Dalam pada itu manusia diciptakan oleh Allah untuk mengabdikan dirinya kepada
Khaliq penciptanya dengan segala aktivitas hidupnya. Pemenuhan naluri manusiawi
manusia yang antara lain keperluan biologisnya termasuk aktivitas hidup, agar
manusia menuruti tujuan kejadiannya, Allah mengatur hidup manusia termasuk
dalam penyaluran biologisnya dengan aturan perkawinan.
Jadi,
aturan perkawinan menurut Islam merupakan tuntunan agama yang perlu mendapat
perhatian, sehingga tujuan melangsungkan perkawinanpun hendaknya ditujukan untuk
memenuhi petunjuk agama. Sehingga kalau diringkas ada dua tujuan orang
melangsungkan perkawinan ialah memenuhi nalurinya dan memenuhi petunjuk agama.[1]
Mengenai
naluri manusia seperti pada ayat 14 surat Ali Imran adalah sebagai berikut:
زين
للناس حب الشهوات من النساء و البنين و القناطير المقنطرة
“Dijadikan indah pada (pandangan) manusia kecintaan kepada
apa-apa yang diingini, yaitu: wanita-wanita, anak-anak, harta yang banyak
....” (QS. Ali Imran: 14).[2]
Dari
ayat ini jelas bahwa manusia mempunyai kecenderungan terhadap cinta wanita,
cinta anak keturunan dan cinta harta kekayaan. Dalam pada itu manusia mempunyai
fitrah mengenal kepada Tuhan sebagaimana tersebut pada surat ar-Rum ayat 30:
فأقم
وجهك للدين حنيفا فطرة الله التي فطر الناس عليها لا تبديل لخلق الله ذلك الدين
القيم و لكن أكثر الناس لا يعلمون
“Maka
hadapkanlah wajahmu dengan lurus kepada agama (Allah); (tetaplah atas) fitrah
Allah yang telah menciptakan manusia menurut fitrah itu. Tidak ada perubahan
pada fitrah Allah. (Itulah) agama yang lurus; tetapi kebanyakan manusia tidak
mengetahui” (QS. ar-Rum: 30)[3]
Dan
perlulah pengenalan terhadap Allah itu dalam bentuk pengamalan agama. Melihat
dua tujuan di atas, dan memperhatikan uraian Imam al-Ghazali dalam Ihya-nya
tentang faedah melangsungkan perkawinan, maka tujuan perkawinan itu dapat
dikembangkan menjadi lima, ialah:
1.
Mendapatkan dan melangsungkan keturunan.
2. Memenuhi hajat manusia menyalurkan
sy4hwatnya dan menumpahkan kasih sayangnya.

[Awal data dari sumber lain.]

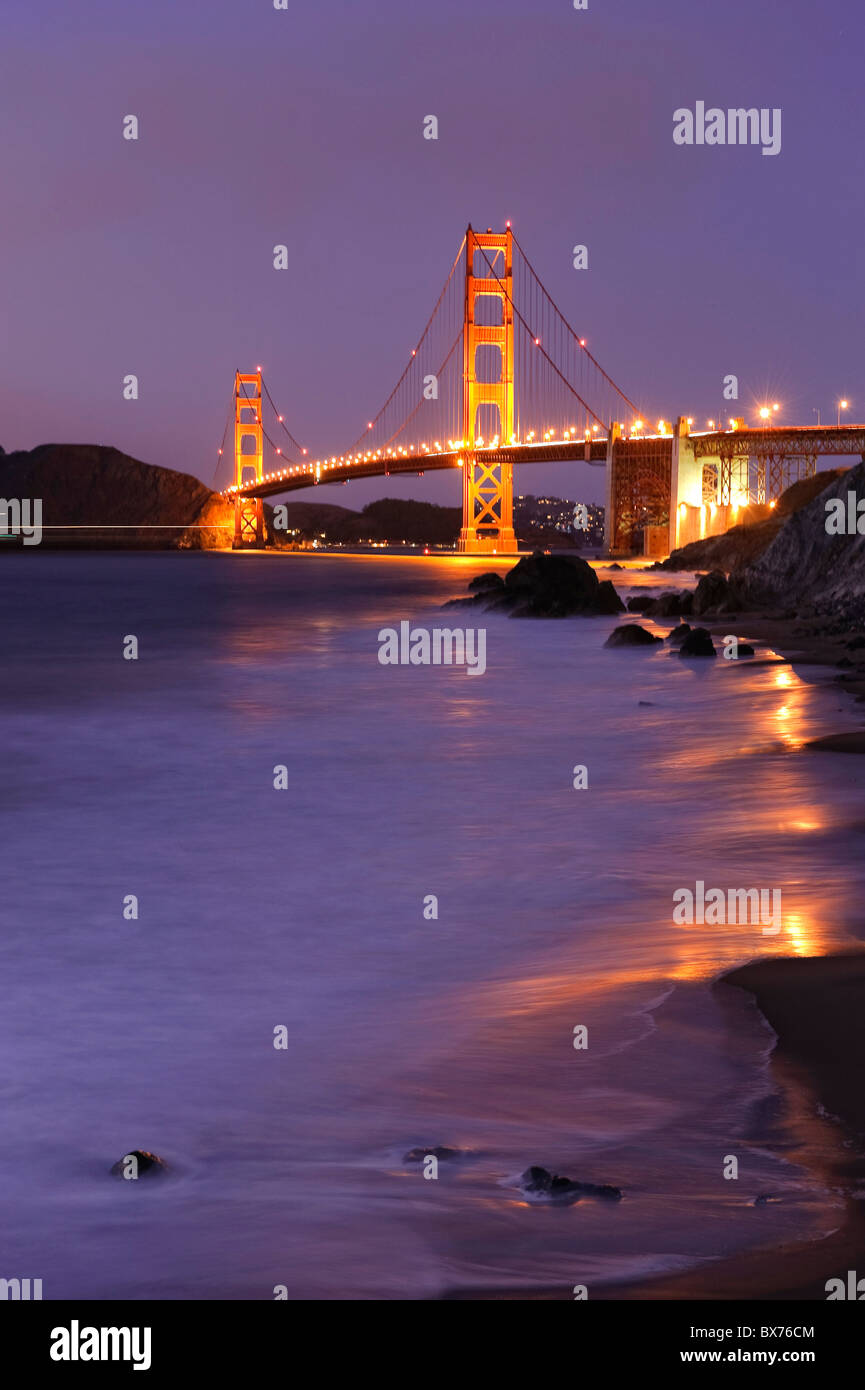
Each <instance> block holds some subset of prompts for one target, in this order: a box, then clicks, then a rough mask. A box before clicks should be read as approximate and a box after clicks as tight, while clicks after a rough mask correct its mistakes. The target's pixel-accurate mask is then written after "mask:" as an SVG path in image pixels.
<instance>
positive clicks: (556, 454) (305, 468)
mask: <svg viewBox="0 0 865 1390" xmlns="http://www.w3.org/2000/svg"><path fill="white" fill-rule="evenodd" d="M659 438H661V439H665V441H666V442H668V443H669V445H672V438H673V436H672V435H661V436H658V435H623V436H622V439H620V443H622V445H626V446H627V450H629V453H633V450H634V448H638V446H640V445H645V446H647V450H648V449H652V448H656V445H658V439H659ZM690 438H691V442H693V446H694V455H695V457H698V459H701V457H733V456H736V457H745V456H751V457H759V456H761V455H765V456H772V455H775V456H782V455H783V456H784V457H789V459H795V457H812V456H815V455H816V456H818V457H823V456H840V455H852V456H855V455H858V456H861V457H865V425H840V427H836V425H791V427H789V428H768V430H761V428H757V430H725V431H716V432H712V434H694V435H691V436H690ZM617 443H619V441H617ZM613 448H616V446H613ZM606 449H608V441H606V439H590V441H588V442H587V441H584V439H549V441H545V442H540V443H519V445H508V446H505V448H502V446H499V448H495V449H491V448H484V449H476V450H474V453H476V457H483V459H487V460H490V461H491V463H513V464H517V463H567V461H579V463H594V464H605V463H606ZM463 453H464V450H462V452H460V450H458V449H444V450H441V452H426V453H409V455H395V456H394V457H384V456H378V455H377V456H375V457H371V459H363V457H357V456H353V457H350V459H335V460H334V461H328V460H318V461H316V463H299V464H286V466H285V468H281V470H278V471H277V473H268V474H266V475H264V478H263V480H261V482H246V484H243V485H242V486H239V488H228V489H227V491H225V495H227V496H228V498H236V496H241V498H267V496H274V495H277V493H282V492H296V491H299V489H300V488H312V486H316V485H317V484H325V482H349V481H350V480H352V478H381V477H388V475H389V474H391V473H394V474H398V473H402V474H405V473H414V474H420V473H427V471H430V473H431V471H435V470H441V468H459V467H460V460H462V457H463Z"/></svg>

3. Memenuhi panggilan agama,
memelihara diri dari kejahatan dan kerusakan.
4. Menumbuhkan kesungguhan untuk
bertanggung jawab menerima hak serta kewajiban, juga bersungguh-sungguh untuk
memperoleh harta kekayaan yang halal.
5. Membangun rumah tangga untuk
membentuk masyarakat yang tentram atas dasar cinta dan kasih sayang.
Adapun
menurut EM. Yusmar dalam bukunya Eny Bilkafe Wanita dan nikah menurut
urgensinya, tujuan nikah adalah:
1.
Melestarikan keturunan, dengan hikmahnya:
a. Mengharapkan ridha Allah SWT.
dengan memperbanyak keturunan.
b. Mengharap ridha Rasulullah saw.
dengan memperbanyak umat sebagai kebangganya.

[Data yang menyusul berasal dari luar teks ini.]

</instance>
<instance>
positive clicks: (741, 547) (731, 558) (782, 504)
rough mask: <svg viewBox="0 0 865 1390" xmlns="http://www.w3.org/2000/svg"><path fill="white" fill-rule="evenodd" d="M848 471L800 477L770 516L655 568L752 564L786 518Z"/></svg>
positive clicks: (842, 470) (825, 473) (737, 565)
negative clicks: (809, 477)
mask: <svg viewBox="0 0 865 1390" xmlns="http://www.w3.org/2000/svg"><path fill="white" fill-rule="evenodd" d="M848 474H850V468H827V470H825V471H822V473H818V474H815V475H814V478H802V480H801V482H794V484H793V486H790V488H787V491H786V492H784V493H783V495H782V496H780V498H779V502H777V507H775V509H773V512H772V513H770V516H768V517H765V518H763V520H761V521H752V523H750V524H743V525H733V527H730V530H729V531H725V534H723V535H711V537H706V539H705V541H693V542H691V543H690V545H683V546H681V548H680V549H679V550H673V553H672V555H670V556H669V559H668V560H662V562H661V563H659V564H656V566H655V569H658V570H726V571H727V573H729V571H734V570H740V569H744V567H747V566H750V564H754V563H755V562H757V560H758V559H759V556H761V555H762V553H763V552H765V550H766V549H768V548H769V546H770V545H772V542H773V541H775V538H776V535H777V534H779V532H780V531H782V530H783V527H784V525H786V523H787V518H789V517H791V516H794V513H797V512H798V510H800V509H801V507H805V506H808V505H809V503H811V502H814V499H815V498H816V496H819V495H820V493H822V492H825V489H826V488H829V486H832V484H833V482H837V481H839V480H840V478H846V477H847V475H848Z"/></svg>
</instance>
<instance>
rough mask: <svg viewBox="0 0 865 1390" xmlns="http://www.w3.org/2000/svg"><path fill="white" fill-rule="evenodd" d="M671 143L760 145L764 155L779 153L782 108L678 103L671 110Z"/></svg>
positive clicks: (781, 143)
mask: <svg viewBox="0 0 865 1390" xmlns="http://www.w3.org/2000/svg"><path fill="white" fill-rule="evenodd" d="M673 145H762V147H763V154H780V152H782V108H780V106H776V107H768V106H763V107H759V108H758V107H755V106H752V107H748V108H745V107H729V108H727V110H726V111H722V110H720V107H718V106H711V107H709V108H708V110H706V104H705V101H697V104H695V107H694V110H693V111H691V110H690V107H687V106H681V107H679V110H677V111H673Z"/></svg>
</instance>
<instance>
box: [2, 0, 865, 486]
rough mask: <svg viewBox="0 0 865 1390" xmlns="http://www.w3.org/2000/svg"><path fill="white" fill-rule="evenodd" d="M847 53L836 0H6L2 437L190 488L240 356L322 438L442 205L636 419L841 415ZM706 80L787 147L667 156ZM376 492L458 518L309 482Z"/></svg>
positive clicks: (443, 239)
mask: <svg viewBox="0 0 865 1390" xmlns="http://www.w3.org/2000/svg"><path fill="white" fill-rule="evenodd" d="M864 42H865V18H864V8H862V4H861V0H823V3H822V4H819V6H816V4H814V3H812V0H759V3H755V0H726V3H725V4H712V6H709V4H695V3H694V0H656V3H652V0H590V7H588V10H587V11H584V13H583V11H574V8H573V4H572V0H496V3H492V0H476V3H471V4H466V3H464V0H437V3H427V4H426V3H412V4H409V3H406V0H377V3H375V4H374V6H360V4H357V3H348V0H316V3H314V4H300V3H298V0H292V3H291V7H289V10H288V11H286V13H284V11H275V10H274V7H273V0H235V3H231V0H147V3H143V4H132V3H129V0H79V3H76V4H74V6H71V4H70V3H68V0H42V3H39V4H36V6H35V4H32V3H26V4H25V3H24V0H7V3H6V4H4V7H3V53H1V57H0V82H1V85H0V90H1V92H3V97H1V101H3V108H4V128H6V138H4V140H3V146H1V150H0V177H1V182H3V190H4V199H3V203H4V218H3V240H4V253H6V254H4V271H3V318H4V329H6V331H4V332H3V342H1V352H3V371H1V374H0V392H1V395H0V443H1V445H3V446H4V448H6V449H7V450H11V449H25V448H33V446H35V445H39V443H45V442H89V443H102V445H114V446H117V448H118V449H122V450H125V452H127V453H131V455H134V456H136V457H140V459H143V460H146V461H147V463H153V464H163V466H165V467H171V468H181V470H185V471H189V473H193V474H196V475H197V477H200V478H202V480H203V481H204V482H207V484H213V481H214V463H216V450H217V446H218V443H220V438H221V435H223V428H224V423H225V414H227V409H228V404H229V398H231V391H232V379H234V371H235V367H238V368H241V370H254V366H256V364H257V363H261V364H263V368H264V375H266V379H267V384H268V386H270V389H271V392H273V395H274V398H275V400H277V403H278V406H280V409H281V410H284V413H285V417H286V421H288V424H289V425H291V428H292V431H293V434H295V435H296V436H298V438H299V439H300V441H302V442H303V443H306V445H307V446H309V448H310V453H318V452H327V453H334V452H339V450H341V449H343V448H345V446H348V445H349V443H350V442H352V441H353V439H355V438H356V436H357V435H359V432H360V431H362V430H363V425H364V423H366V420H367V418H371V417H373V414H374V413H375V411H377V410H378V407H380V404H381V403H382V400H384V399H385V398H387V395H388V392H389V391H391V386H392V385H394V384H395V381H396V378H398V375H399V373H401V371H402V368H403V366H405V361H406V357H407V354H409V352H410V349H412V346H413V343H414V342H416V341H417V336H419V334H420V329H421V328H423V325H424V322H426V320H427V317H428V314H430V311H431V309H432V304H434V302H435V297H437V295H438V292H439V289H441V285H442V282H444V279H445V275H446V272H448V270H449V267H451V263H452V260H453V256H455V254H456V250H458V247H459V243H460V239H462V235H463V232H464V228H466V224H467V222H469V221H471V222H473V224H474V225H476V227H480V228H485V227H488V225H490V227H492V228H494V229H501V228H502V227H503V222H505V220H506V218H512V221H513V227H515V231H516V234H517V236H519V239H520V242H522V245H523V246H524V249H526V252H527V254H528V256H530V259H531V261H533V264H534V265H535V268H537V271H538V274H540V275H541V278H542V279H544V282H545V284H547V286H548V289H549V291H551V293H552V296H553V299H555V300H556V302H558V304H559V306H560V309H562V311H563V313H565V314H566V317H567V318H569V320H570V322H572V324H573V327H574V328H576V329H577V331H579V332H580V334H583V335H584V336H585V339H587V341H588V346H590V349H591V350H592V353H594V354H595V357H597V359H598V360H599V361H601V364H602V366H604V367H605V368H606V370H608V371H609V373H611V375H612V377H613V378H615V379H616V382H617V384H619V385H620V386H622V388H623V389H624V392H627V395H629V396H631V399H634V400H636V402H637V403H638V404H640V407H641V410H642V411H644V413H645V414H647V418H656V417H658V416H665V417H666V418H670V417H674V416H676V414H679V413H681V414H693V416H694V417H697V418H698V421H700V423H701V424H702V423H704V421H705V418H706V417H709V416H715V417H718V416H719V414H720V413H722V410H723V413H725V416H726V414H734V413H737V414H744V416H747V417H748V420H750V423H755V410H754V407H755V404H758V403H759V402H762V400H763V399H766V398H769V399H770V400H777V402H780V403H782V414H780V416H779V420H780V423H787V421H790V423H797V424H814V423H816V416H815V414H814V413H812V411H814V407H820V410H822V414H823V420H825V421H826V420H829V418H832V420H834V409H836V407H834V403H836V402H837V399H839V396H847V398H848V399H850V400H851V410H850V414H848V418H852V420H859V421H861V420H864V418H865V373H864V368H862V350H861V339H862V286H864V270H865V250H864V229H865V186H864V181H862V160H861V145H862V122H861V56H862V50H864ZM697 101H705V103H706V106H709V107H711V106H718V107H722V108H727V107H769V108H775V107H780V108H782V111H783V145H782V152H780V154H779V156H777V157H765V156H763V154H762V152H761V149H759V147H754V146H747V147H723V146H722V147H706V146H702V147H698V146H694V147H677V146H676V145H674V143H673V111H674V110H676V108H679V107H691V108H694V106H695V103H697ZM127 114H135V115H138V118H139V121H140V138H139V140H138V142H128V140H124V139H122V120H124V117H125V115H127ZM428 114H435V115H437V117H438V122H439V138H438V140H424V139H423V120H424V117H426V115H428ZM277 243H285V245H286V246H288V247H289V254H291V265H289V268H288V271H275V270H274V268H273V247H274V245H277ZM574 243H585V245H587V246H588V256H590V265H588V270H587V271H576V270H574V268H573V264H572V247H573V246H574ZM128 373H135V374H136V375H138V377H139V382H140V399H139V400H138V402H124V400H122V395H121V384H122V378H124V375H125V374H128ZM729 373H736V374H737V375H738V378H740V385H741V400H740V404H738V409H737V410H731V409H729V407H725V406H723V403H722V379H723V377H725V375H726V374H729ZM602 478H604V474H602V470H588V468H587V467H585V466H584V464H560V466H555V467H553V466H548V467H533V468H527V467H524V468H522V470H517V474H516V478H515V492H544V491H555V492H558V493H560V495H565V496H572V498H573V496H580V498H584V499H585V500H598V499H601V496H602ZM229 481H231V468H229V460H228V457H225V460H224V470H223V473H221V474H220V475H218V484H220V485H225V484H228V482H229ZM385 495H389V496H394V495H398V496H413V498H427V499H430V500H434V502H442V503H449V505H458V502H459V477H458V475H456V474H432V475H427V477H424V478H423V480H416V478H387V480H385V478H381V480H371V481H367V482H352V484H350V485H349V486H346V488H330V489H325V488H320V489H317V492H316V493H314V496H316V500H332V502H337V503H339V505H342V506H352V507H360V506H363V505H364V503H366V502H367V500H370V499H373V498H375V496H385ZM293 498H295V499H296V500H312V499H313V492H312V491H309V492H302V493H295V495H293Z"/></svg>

c. Mencari berkah do’anya anak yang
shaleh.
d. Mencari syafaat dengan matinya anak
yang masih kecil.
2. Terjaga dari hal-hal yang tidak
diinginkan.
3. Menentramkan hati dalam rumah
tangga dengan ikatan kasih sayang.
4. Membersihkan hati dari hal-hal yang
bersifat duniawi.
5. Melatih dan memerangi hawa nafsu
dengan menjalankan hak dan kewajiban berumah tangga.[4]
[1]
Proyek Pembinaan
Prasarana dan Sarana Perguruan Tinggi Agama/IAIN, Ilmu Fiqih Jilid II,
(Jakarta: t.kp., 1984), hlm. 62.
[2]
Departemen Agama RI,
Al-Qur’an dan Terjemahnya, (Jakarta: Mekar, 2004), hlm. 64
[3]
Ibid., hlm. 574.
[4]
EM. Yusmar, Emy Bilkafe,
Wanita dan Nikah menurut Urgensinya, (Kediri: Pustaka Azm, 2002), hlm. 14.